11. The apparatus of claim 10, further comprising:

an audio output device to play the second audio recording.

12. The apparatus of claim 10, wherein the audio synthesizer comprises:

a time domain processor to divide the first audio recording into a plurality of abstract sound units in time domain.

13. The apparatus of claim 12, wherein the time domain processor is operable to execute a speech recognition algorithm to identify boundaries of the plurality of abstract sound units.

14. The apparatus of claim 12, wherein the time domain processor is operable to divide the first audio recording into the plurality of abstract sound units based on user inputs.

15. The apparatus of claim 12, wherein the time domain processor is further operable to reverse a set of one or more formants in each of the plurality of abstract sound units.
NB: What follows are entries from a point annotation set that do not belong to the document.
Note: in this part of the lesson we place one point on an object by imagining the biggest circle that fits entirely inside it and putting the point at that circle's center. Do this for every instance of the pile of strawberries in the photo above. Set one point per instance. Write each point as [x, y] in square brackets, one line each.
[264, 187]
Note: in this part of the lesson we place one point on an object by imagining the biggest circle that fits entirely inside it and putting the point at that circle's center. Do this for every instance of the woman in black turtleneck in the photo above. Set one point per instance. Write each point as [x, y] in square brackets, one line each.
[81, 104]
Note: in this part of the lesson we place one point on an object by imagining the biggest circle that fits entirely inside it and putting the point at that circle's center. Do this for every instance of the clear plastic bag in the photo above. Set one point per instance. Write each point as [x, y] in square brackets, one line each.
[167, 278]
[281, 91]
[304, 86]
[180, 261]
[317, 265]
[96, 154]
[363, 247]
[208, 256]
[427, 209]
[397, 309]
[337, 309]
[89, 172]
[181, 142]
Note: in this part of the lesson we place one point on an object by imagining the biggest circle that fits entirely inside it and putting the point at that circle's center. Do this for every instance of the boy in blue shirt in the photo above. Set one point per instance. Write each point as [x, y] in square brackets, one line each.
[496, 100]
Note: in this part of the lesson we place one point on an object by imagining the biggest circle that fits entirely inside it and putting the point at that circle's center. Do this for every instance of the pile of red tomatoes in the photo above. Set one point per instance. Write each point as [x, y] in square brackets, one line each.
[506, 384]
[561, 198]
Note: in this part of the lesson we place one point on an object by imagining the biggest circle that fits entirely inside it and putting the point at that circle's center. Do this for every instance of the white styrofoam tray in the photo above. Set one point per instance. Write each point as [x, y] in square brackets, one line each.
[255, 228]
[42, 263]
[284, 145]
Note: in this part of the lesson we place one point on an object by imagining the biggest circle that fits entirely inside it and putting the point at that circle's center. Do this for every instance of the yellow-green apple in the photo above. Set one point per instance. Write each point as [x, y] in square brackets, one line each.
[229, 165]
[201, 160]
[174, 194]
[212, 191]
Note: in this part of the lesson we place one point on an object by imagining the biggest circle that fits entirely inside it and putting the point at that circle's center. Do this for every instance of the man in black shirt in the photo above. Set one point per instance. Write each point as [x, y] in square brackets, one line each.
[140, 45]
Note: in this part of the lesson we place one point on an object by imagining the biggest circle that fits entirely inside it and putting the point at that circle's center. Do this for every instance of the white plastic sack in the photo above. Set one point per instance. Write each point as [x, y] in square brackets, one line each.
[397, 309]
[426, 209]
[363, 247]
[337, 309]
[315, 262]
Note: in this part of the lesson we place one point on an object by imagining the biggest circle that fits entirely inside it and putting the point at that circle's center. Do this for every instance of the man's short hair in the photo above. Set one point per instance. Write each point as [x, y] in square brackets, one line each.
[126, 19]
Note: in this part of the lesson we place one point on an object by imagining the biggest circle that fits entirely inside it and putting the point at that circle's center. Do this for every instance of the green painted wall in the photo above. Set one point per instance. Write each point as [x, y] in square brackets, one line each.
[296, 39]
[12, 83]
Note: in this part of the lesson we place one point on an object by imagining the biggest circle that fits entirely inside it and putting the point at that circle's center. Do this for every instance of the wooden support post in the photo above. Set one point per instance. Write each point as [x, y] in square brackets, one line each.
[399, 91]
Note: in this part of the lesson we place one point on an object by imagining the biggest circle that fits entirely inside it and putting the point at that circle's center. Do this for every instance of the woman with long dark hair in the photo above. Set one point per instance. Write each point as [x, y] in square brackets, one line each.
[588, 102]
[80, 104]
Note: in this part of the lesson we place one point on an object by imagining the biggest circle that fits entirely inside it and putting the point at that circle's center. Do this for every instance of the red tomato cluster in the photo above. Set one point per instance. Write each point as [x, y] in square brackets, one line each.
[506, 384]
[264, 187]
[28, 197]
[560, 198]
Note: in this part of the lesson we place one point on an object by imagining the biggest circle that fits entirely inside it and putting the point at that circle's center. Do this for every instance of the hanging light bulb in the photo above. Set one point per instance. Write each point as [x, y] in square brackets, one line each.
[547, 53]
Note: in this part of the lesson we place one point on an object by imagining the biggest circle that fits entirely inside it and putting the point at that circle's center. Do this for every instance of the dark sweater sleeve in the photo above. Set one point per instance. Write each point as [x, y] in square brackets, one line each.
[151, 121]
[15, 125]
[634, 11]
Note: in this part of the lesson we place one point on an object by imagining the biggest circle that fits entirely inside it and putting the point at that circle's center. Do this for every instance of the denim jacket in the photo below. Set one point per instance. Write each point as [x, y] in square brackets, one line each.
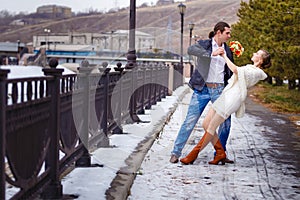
[203, 50]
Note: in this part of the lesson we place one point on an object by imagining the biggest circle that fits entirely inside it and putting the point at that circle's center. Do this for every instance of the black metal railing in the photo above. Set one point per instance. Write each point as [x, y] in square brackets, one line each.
[50, 123]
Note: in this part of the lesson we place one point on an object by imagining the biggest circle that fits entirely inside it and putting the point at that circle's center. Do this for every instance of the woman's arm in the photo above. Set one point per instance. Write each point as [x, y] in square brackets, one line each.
[230, 64]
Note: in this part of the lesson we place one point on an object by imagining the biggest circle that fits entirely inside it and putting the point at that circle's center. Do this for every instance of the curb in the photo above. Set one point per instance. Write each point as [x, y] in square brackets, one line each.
[121, 184]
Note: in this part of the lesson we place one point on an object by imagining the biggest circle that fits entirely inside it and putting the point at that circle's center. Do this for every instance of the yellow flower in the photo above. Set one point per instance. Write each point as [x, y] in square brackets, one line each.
[236, 48]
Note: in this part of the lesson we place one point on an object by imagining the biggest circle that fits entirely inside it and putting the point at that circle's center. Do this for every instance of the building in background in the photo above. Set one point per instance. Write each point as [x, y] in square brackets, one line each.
[114, 42]
[55, 11]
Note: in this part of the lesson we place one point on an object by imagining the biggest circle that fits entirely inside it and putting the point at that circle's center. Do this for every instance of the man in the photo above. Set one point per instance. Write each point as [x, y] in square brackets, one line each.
[208, 81]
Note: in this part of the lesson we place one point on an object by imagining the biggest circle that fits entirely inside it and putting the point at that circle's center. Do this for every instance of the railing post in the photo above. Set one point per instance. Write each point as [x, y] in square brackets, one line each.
[54, 190]
[3, 103]
[85, 71]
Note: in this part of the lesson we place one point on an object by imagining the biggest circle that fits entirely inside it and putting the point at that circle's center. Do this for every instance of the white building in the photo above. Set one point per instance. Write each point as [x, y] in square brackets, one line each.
[117, 41]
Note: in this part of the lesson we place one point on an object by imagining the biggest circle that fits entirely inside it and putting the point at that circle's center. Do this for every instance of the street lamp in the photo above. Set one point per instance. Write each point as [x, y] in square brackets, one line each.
[181, 8]
[131, 55]
[191, 27]
[47, 31]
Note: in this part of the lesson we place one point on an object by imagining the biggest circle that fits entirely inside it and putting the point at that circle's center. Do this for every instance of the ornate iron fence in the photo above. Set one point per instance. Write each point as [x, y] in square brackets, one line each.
[50, 123]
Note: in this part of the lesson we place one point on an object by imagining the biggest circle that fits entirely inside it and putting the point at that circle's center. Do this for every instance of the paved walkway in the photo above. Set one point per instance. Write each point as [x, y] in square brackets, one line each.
[263, 145]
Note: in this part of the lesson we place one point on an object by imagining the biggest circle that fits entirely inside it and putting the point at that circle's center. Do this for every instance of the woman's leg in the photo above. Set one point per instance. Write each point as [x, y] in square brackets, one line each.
[208, 118]
[210, 124]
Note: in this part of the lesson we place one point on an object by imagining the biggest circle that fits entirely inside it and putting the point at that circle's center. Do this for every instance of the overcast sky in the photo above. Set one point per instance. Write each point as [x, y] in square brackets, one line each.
[30, 6]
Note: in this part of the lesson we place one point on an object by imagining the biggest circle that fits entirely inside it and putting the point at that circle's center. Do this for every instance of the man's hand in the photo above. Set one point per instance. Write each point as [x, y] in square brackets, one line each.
[219, 51]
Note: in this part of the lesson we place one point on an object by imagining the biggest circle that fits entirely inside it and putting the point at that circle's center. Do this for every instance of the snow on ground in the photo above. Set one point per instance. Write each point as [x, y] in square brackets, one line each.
[255, 174]
[92, 183]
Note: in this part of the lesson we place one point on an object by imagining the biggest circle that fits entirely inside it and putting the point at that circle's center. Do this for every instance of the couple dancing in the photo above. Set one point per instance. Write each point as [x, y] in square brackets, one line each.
[219, 80]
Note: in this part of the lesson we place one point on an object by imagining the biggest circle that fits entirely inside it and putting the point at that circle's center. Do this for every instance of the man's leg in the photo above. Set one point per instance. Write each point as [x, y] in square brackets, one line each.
[198, 102]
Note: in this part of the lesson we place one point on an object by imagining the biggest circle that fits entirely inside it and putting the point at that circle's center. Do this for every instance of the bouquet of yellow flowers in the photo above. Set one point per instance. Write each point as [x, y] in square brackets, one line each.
[236, 48]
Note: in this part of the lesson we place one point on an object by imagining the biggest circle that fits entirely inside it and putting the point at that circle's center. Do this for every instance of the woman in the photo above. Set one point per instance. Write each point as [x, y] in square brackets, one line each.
[231, 100]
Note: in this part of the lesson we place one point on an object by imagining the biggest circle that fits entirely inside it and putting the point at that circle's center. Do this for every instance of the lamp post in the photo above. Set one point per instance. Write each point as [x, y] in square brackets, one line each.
[131, 55]
[47, 31]
[181, 8]
[191, 27]
[18, 51]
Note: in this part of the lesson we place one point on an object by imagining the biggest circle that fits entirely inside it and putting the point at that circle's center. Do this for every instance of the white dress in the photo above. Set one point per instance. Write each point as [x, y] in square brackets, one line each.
[234, 94]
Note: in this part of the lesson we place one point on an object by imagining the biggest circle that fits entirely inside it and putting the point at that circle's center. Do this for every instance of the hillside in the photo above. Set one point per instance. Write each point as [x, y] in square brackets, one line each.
[153, 20]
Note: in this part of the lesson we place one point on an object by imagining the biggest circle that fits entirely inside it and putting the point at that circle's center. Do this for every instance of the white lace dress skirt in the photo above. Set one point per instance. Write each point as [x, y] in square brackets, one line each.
[229, 101]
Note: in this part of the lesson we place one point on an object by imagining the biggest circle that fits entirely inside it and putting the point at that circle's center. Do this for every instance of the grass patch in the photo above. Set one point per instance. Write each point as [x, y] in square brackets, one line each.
[278, 98]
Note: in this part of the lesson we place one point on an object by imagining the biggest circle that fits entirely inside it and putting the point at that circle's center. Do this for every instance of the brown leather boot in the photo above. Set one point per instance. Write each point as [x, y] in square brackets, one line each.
[191, 157]
[220, 154]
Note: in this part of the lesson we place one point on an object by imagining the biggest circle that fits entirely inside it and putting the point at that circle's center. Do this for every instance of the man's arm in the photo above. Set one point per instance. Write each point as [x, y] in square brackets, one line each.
[198, 50]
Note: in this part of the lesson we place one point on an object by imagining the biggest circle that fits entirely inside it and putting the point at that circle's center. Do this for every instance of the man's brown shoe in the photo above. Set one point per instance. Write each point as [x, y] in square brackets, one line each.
[173, 159]
[228, 161]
16. The apparatus of claim 12, wherein the audio synthesizer further comprises:

a frequency domain processor to reset sizes of formants at junctions of consecutive ones of the plurality of abstract sound units.

17. The apparatus of claim 16, wherein the frequency domain processor is operable to perform Fourier transform to parameterize the formants at junctions of consecutive ones of the plurality of abstract sound units.

18. The apparatus of claim 16, wherein the frequency domain processor is operable to perform linear predictive code (LPC) to parameterize the formants at junctions of consecutive ones of the plurality of abstract sound units.

19. An apparatus comprising:

means for receiving a first audio recording of a human speech in a natural language; and

means for applying speech analysis synthesis algorithm to the first audio recording to synthesize a second audio recording from the first audio recording such that the second audio recording sounds humanistic and consistent, but unintelligible.

20. The apparatus of claim 19, wherein the means for applying speech analysis synthesis algorithm comprises:

means for dividing the first audio recording into a plurality of abstract sound units in time domain.

21. The apparatus of claim 20, wherein the means for applying speech analysis synthesis algorithm further comprises:

means for reversing each of the plurality of abstract sound units; and

means for smoothing junctions of consecutive ones of the plurality of abstract sound units.

22. A computer-implemented method comprising:

dividing a first audio recording into a plurality of abstract sound units;

intelligently selecting one or more of the plurality of abstract sound units to form a plurality of groups of one or more abstract sound units in the first audio recording;

reversing each of the plurality of groups to generate the second audio recording; and

audibly rendering the second audio recording.

23. The method of claim 22, further comprising:

smoothing discontinuity at junctions of consecutive ones of the plurality of groups in the second audio recording before audibly rendering the second audio recording.

24. The method of claim 22, wherein the plurality of abstract sound units comprise one or more phoneme segments and one or more syllables.